5. Read books by Black and Asian writers
Learn about other cultures and experiences. There are fantastic books, from picture books up to adult fiction and non-fiction. Go to your local bookstore and ask them to recommend you some. And if they can’t, tell that bookstore to step up!
Research even shows that reading books leaves biological traces on the brain, improving the empathetic nature of a person.
6. Check your child’s school library
Schools have so much influence over young people and if you don’t see a range of books then speak up! It is the school’s duty to be diverse.
7. Don’t think that if it doesn’t affect you, then it’s not a problem
If there is any type of injustice, we all have a responsibility to speak up and demand change. Children are being killed for being Black every day. It’s heartbreaking and it needs to stop.

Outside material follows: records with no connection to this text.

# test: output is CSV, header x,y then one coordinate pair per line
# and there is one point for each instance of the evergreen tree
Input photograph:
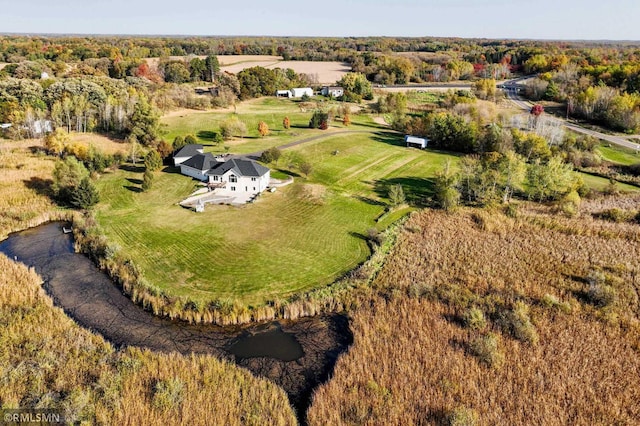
x,y
85,195
152,161
147,180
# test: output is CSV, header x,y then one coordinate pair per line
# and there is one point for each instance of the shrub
x,y
517,323
486,349
319,119
153,161
570,204
511,210
168,394
601,295
374,236
474,319
147,180
615,215
462,416
178,143
85,195
552,302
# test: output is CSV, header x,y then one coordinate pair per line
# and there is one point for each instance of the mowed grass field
x,y
270,110
302,236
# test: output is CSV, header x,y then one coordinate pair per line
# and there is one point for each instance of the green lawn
x,y
300,237
270,110
618,155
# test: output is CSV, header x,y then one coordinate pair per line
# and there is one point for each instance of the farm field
x,y
303,236
270,110
327,72
618,155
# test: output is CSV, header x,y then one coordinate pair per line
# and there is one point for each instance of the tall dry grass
x,y
47,361
542,352
24,182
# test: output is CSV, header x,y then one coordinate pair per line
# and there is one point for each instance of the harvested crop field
x,y
325,72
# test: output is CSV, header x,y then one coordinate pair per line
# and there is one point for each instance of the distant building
x,y
213,91
198,165
40,127
283,94
416,142
299,92
333,91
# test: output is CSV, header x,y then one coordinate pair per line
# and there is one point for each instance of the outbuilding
x,y
299,92
416,142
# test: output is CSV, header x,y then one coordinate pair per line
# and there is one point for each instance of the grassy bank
x,y
47,361
301,237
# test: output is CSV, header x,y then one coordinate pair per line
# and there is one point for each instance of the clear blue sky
x,y
539,19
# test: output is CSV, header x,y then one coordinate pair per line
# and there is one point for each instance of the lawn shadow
x,y
208,135
41,186
369,201
171,169
131,168
288,172
417,190
359,236
135,181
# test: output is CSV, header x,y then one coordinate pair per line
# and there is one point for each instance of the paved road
x,y
511,87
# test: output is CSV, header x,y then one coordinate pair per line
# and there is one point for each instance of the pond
x,y
297,355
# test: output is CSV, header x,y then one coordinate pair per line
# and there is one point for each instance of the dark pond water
x,y
297,355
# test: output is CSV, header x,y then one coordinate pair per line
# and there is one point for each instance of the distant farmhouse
x,y
296,92
233,177
333,91
416,142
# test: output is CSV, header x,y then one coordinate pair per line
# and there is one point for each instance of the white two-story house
x,y
239,176
236,176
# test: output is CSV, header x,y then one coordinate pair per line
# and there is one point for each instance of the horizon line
x,y
158,35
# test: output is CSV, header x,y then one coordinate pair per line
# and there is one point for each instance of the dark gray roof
x,y
189,150
202,161
240,167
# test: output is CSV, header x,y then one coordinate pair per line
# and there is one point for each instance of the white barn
x,y
416,142
283,93
187,152
299,92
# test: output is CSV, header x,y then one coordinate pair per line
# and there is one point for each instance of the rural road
x,y
512,87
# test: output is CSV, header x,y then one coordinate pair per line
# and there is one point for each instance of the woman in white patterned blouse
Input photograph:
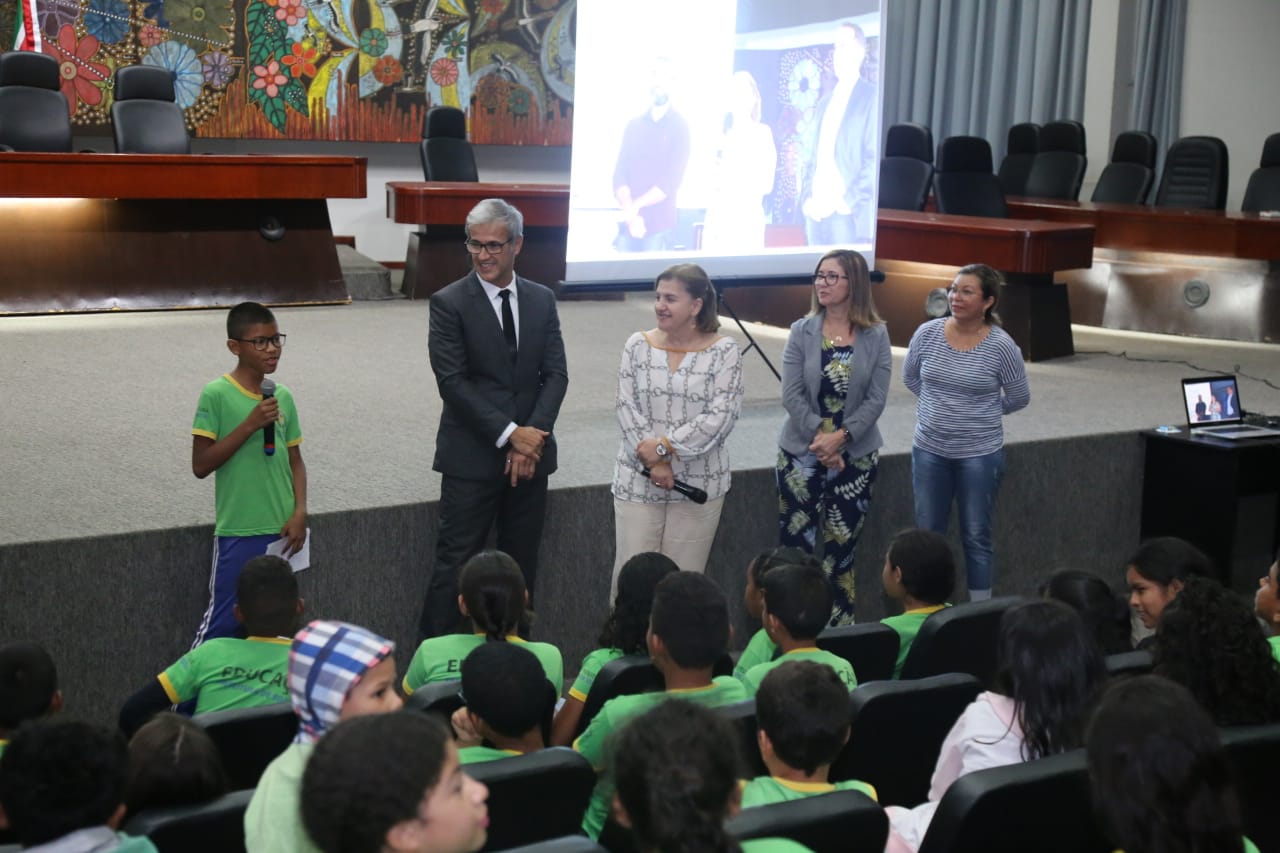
x,y
680,391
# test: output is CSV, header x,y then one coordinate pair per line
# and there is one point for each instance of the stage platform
x,y
105,536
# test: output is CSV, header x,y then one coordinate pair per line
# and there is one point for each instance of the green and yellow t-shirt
x,y
231,673
252,492
844,669
908,625
616,714
764,790
439,658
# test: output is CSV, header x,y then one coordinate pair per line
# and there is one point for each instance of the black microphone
x,y
269,430
690,492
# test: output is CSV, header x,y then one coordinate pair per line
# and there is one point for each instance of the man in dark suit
x,y
839,181
499,365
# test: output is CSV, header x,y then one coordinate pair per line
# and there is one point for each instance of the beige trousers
x,y
681,529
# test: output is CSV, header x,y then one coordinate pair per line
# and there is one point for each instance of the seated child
x,y
624,633
1104,611
796,609
919,571
1266,605
510,703
492,593
28,687
337,671
173,762
1159,774
677,781
62,788
392,783
760,648
227,671
803,714
1210,642
689,632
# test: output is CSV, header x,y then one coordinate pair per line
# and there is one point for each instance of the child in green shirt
x,y
803,714
919,571
796,607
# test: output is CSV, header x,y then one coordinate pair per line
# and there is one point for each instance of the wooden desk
x,y
1029,252
435,255
104,232
1146,256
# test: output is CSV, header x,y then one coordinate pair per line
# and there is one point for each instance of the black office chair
x,y
440,698
1253,753
1057,168
566,844
447,155
835,822
909,140
33,114
1020,149
1040,806
1194,177
896,730
1127,664
964,182
1264,188
535,797
871,648
1128,178
626,675
743,714
959,639
248,739
211,828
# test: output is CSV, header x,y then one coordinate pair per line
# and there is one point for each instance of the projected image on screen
x,y
739,133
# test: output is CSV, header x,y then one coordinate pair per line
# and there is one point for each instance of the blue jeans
x,y
973,484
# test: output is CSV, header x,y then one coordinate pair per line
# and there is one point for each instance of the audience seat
x,y
959,639
626,675
836,822
33,113
213,828
743,714
566,844
248,739
871,648
1040,806
1128,178
438,697
964,182
909,140
1264,188
1020,149
1057,168
1194,176
1255,755
535,797
145,117
896,730
1125,664
446,153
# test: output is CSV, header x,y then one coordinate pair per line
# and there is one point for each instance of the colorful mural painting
x,y
327,69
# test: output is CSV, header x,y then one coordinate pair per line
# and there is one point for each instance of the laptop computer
x,y
1214,409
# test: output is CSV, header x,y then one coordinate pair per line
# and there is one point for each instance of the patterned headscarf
x,y
327,660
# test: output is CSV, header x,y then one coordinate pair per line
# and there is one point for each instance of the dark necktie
x,y
508,324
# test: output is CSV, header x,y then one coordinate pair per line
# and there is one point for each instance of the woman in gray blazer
x,y
835,381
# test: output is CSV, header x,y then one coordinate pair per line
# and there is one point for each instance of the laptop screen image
x,y
1211,400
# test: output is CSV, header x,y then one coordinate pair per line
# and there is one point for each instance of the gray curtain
x,y
977,67
1157,72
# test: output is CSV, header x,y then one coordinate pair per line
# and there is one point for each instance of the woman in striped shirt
x,y
967,374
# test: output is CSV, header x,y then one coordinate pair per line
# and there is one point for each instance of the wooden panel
x,y
170,176
433,203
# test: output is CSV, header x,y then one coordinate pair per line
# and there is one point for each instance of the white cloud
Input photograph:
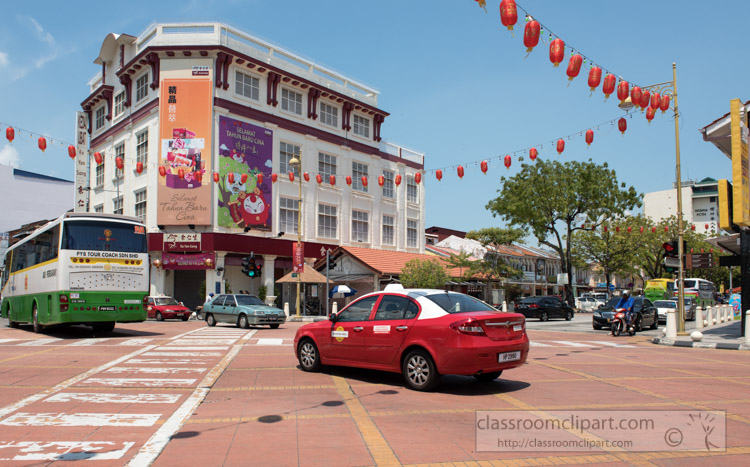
x,y
9,156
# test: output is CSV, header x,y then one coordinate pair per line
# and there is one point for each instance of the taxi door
x,y
386,332
346,340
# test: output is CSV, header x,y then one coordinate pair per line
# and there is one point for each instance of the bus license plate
x,y
509,356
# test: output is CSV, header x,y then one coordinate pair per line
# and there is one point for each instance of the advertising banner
x,y
188,260
740,166
245,149
185,113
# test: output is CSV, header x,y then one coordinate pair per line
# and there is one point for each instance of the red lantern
x,y
623,90
508,13
531,35
622,124
664,104
556,52
595,77
574,66
609,85
655,100
635,95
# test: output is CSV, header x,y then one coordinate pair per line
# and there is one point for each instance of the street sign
x,y
699,260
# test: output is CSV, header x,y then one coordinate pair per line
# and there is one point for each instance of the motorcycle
x,y
619,325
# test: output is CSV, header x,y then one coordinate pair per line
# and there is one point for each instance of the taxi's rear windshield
x,y
458,303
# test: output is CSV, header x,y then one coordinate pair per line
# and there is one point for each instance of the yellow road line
x,y
379,449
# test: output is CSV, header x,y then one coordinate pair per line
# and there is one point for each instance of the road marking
x,y
181,354
104,398
161,370
379,448
271,342
67,383
40,342
81,419
91,341
140,382
62,450
156,444
135,342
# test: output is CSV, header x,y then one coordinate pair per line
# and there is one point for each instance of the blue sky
x,y
454,80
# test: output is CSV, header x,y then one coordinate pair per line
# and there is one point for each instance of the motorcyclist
x,y
626,304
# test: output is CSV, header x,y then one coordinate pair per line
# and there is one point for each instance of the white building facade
x,y
222,114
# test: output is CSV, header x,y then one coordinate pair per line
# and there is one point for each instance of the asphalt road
x,y
181,393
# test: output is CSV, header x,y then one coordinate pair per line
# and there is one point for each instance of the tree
x,y
613,250
424,274
553,200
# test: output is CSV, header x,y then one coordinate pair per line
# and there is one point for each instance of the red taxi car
x,y
419,333
163,308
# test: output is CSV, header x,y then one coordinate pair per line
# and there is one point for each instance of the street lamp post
x,y
298,162
670,87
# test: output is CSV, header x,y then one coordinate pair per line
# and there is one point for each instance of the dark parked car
x,y
544,308
645,311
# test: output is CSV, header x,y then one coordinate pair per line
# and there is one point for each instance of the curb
x,y
699,345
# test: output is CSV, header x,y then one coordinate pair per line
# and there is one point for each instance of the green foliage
x,y
553,199
427,274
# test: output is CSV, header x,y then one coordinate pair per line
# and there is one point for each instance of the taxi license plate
x,y
509,356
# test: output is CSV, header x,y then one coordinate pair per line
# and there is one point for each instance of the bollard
x,y
671,324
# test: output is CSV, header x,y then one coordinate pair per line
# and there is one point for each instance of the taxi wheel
x,y
419,371
309,358
487,377
242,322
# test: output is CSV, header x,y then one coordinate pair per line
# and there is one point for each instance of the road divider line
x,y
158,441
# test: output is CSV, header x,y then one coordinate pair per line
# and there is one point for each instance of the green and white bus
x,y
82,268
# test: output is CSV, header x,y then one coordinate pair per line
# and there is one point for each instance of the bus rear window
x,y
103,236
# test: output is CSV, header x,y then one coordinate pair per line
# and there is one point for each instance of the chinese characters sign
x,y
245,149
185,134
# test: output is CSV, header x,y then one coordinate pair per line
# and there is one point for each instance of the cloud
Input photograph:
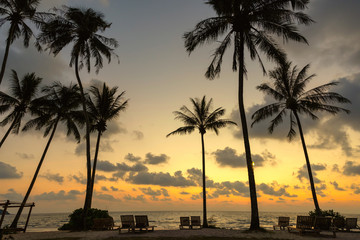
x,y
8,172
351,168
61,195
160,179
105,166
303,172
78,178
25,155
229,158
138,135
155,160
336,186
53,177
130,157
356,188
137,198
270,190
155,193
12,194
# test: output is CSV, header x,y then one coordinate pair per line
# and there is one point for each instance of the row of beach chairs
x,y
186,224
317,224
139,223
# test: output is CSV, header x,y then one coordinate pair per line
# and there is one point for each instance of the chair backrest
x,y
305,222
195,221
322,223
284,221
351,223
184,221
127,221
141,221
339,222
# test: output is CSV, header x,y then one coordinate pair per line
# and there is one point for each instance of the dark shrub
x,y
76,223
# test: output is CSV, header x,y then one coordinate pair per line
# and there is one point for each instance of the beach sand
x,y
176,234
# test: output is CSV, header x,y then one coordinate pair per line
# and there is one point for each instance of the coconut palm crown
x,y
202,119
81,28
23,94
288,89
17,13
248,25
103,106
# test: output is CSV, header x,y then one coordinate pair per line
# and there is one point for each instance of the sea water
x,y
164,219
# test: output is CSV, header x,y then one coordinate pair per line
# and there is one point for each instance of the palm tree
x,y
104,106
81,28
23,93
59,105
203,119
288,89
17,12
250,24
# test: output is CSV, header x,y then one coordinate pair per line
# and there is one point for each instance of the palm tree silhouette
x,y
250,24
103,106
59,105
203,119
23,94
288,89
81,28
17,12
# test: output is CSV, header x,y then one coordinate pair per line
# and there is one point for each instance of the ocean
x,y
164,219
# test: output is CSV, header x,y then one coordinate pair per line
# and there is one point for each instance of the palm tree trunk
x,y
312,184
18,214
8,131
87,203
205,224
94,166
6,54
255,223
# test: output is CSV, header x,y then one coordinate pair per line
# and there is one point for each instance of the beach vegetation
x,y
17,13
22,97
288,89
60,104
82,28
202,118
103,106
248,25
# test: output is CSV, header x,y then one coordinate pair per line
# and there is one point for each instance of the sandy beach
x,y
178,234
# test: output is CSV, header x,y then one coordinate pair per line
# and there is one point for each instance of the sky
x,y
140,169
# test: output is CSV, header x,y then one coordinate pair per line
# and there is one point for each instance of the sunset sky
x,y
140,169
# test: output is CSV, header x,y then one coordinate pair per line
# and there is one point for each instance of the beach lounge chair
x,y
324,224
303,223
283,222
195,222
184,222
127,222
103,224
351,223
142,223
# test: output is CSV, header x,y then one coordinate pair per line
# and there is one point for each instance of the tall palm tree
x,y
203,119
250,24
82,28
17,13
59,105
103,106
288,89
23,94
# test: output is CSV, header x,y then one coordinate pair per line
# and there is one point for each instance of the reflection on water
x,y
163,219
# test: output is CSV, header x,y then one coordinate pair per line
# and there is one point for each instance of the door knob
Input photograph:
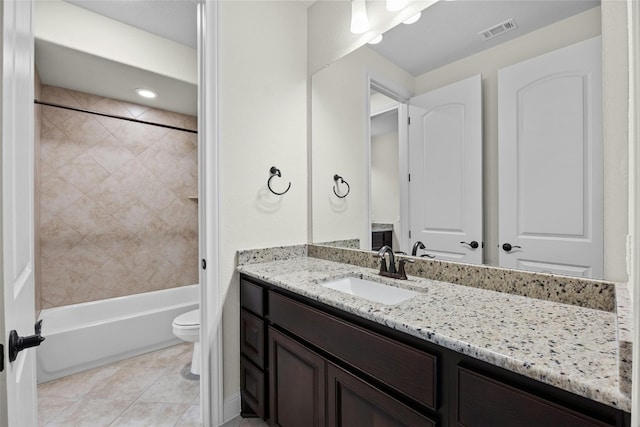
x,y
473,244
507,247
17,344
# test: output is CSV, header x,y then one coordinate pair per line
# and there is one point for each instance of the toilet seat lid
x,y
190,318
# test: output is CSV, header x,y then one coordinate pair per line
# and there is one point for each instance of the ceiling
x,y
172,19
83,71
448,30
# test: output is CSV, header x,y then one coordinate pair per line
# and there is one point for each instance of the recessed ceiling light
x,y
413,19
146,93
393,5
376,40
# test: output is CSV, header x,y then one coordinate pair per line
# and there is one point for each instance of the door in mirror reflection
x,y
445,163
551,162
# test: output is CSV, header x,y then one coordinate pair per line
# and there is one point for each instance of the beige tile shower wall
x,y
116,217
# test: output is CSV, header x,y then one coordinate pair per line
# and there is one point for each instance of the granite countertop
x,y
570,347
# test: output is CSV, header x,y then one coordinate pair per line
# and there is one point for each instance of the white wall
x,y
583,26
340,141
262,116
3,374
615,91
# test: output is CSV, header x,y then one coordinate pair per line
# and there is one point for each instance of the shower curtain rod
x,y
80,110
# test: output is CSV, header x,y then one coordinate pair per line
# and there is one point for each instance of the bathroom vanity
x,y
315,356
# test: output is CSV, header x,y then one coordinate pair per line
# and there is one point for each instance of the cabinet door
x,y
485,402
297,381
352,402
252,338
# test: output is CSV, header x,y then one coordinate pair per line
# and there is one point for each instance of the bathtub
x,y
87,335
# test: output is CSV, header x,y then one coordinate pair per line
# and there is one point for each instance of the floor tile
x,y
191,417
77,385
126,383
51,406
142,414
168,358
113,394
172,388
90,413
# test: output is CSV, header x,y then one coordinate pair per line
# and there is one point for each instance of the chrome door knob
x,y
473,244
507,247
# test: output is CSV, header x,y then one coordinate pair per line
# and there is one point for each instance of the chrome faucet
x,y
383,263
391,270
417,245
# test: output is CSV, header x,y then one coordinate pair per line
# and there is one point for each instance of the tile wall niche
x,y
116,216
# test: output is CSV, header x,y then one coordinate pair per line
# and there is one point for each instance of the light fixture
x,y
146,93
376,40
393,5
413,19
359,19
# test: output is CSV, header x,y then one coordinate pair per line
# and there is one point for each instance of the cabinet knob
x,y
473,244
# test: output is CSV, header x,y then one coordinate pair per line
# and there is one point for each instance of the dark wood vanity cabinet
x,y
297,383
253,380
307,364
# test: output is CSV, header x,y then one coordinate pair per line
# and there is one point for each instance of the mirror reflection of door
x,y
388,169
551,162
445,163
385,194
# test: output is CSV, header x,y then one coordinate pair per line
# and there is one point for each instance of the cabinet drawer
x,y
400,367
252,338
252,297
353,402
483,401
252,387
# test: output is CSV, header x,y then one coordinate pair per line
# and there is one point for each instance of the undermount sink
x,y
370,290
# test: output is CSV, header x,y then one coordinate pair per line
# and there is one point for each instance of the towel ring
x,y
337,178
276,172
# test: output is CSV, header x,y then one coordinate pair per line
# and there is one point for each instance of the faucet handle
x,y
401,264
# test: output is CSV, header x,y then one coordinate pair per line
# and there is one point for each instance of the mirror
x,y
443,47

Now, we know schools don’t teach about Black history unless it’s Black History Month. But in order for children to know where they come from and the power that they hold, they need to be taught this history. Suggest to the school that they do a year-long project on a specific county or person that is an ethnic minority. This will not only encourage kids to learn something different but it will be expanding their awareness. I remember in Year 5, my teacher left school because of a family emergency, so the deputy head took over. He was the only other Black member of teaching staff. He had no idea what to teach us so he made us do a year-long project on St Lucia, which is where he was from. And we loved it!
9. BAME POC
BAME stands for Black Asian Minority Ethnics. POC is People of Colour.These are words to describe anyone who is not white. It would be best to not use these terms. Trust me, Black and Asian people are fine with being called Black or Asian. I once was teaching some kids and one of them was Black. They asked me why we were the only Black people in the class. Before I went to answer, a white boy said that we weren’t Black – we were coloured. Now, this boy was five, so he could have only learnt that from an adult. I explained to him that I found the word coloured to be offensive and to call us Black.
I then said, “If I’m coloured, are you un-coloured?” He looked at his arm and was very confused!
10. What can we do moving forwards for #BlackLivesMatter?
No matter what race you are, it’s your job as a parent or teacher to ensure your child has understanding of the world, empathy for others who are suffering and to know that they have a voice that they should use for change.